Project Summary/Abstract Smoking is a major risk factor for bladder cancer (BCa). Patients with current or past history of smoking have a three times higher likelihood of developing BCa. Smoking is also known to have a potential dose-dependent effect on the grade and stage of BCa, with high-dose smokers having more aggressive disease. In addition, smokers with BCa have a higher likelihood of failing chemotherapy. Currently, markers that can stratify smokers based on their risk of developing BCa are lacking. Furthermore, predictive markers for aggressive BCa among high-dose smokers are also lacking. The central goal of this application is to characterize the DNA adducts and biochemical alterations observed in smoking-associated BCa and use this information to develop metabolite-based predictive markers and therapeutic strategies for this deadly disease. Cigarette smoke contains a number of xenobiotic compounds that include arylamines, methylated metabolites, Nicotine- derived nitrosamine ketone (NNK), Benzo[a]pyrene (BaP), nicotine etc which are usually metabolized by the xenobiotic metabolism and excreted in the urine. Our strong preliminary data demonstrates altered DNA adducts and reprogramming of xenobiotic metabolism in BCa smokers. This effect is exaggerated by components of cigarette smoke including nicotine. Using a novel metabolomics approach, we had earlier shown that BCa was associated with a unique metabolic signature. From the patients perspective it is important to be able to measure these markers non-invasively in body fluids like urine. Intriguingly, metabolites are the end products of overall cellular metabolism. These are small molecules that could be easily monitored in body fluids to interrogate disease phenotype in question. Quiet provocatively, our group is being established to utilize metabolites to further monitor tumors. Thus, our current proposal aims to identify DNA adducts and associated metabolites in BCa smokers and use the information to develop markers for early identification of patients who are at risk for developing aggressive bladder cancer. Further will enable clinicians to take an informed decision about more appropriate therapeutic strategies towards personalized medicine.
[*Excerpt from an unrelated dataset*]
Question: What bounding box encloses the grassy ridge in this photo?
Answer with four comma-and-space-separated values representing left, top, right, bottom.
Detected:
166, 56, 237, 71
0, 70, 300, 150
项目摘要/摘要 吸烟是膀胱癌（BCA）的主要危险因素。当前或过去吸烟史的患者有 发展BCA的可能性高三倍。众所周知，吸烟具有潜在的剂量依赖性 对BCA的等级和阶段的影响，高剂量吸烟者患有更具侵略性的疾病。此外， BCA的吸烟者的化学疗法失败的可能性更高。目前，可以分层的标记 吸烟者基于其发展BCA的风险。此外，积极的预测标记 大剂量吸烟者中的BCA也缺乏。此应用程序的核心目标是表征 在吸烟相关的BCA中观察到的DNA加合物和生化改变，并将这些信息用于 为这种致命疾病开发基于代谢物的预测标记和治疗策略。卷烟 烟雾含有许多异生元化合物，包括芳基胺，甲基化的代谢产物，尼古丁 - 衍生的亚硝胺酮（NNK），苯并[a] pyrene（BAP），尼古丁等，通常由 异生物代谢，并在尿液中排出。我们强大的初步数据表明DNA改变了 BCA吸烟者中异生物代谢的加合物和重编程。这种效果被夸大了 香烟烟的成分，包括尼古丁。使用新型的代谢组学方法，我们较早 表明BCA与独特的代谢特征有关。从患者的角度来看 能够在尿液等体液中非侵入性测量这些标记很重要。有趣的是代谢物 是整体细胞代谢的最终产物。这些是可以轻松监测的小分子 在体液中审查疾病表型。安静的是，我们的小组正在建立 利用代谢物进一步监测肿瘤。因此，我们目前的建议旨在确定DNA加合物和 BCA吸烟者中的相关代谢物，并使用这些信息来开发标记物以尽早识别 患有侵略性膀胱癌风险的患者。进一步将使临床医生能够接受 关于对个性化医学的更适当治疗策略的明智决定。